12.5.20

A Gaffe perversazinha



Dizem os entendidos que o amor se vai construindo também com as incongruências individuais - com os erros que se comentem, com as idiossincrasias latentes ou declaradas, com os pequenos crimes que cada um é capaz de assumir, com as mais banais sujidades, com os mais tristes segredos e mais pequenos vícios sem tragédias -, de cada um dos amantes, que deixaram de ser vistos como elementos que condenam, revelando-se como meios de transcendente superação.

Esta colecção de pequenos pecados é vista como factor de solidificação do amor, ao lado dos unicórnios e dos arco-íris dos episódios mais felizes e dos encontros mais favoráveis e nada conflituosos. 

Amamos também quando não existe repulsa, negação, ou revolta, em relação àquilo que sempre condenamos no outro que não o nosso par amoroso. 

Gostamos até do gato que veio com ele sabendo que nos provoca alergia. Gostamos até das pantufas com ursos de peluche que chegaram com ela.
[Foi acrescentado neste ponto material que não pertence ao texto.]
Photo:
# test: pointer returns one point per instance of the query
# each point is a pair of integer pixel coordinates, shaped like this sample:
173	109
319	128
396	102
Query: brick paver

Não nos corrói a paciência perceber que o comando da televisão está sempre cravado nas profundezas das almofadas do sofá. 

Dizem os entendidos. 

No entanto, as minúsculas passagens de nível, os sub-reptícios desagrados, as pequenas inconveniências, os pequenos vícios, as minúsculas asneiras que dizem ser elementos que inexplicavelmente contribuem para a coesão da fortaleza do amor, não são de todo essa argamassa. 

São a médio prazo destrutivos, arrasadores e operam tamanha erosão nas almas envolvidas que acabam, na melhor das hipóteses, por transformar em amáveis desconhecidos - ou sócios, ou condescendentes inquilinos das mesmas divisões, amigos para toda a vida -, os indivíduos que realmente se amavam.

Nada, nem nenhuma emoção benfazeja resiste a um constante embate de pequenos contrários que apenas se atraem para colidir de modo desgastante. 

Este descalabro, e consequente reconhecimento do fracasso da relação, é provocado por minudências agressivas e estreitos embates de contradições e de negações do outro e agudiza-se quando a distância - qualquer distância, física ou outra - é anulada de modo brutal e involuntário por razões externas. 

Longe da vista, pode não ser um inevitável longe do coração, mas furar os olhos do outro com a nossa constante presença que torna ostensivos os nossos mais secretos percalços, desvios e perversidadezinhas, provoca demasiadas vezes a derrocada de qualquer edifício emocional. 

Os novos heróis - os outros heróis - são agora são também aqueles que após confinamento resistem ao recomeço, reinventando mundos e resguardando espaços esconsos dentro da alma de modo a terem a hipótese de esconder do outro as suas reservas saudáveis de perversidade que permitem tocar o amor de forma transparente.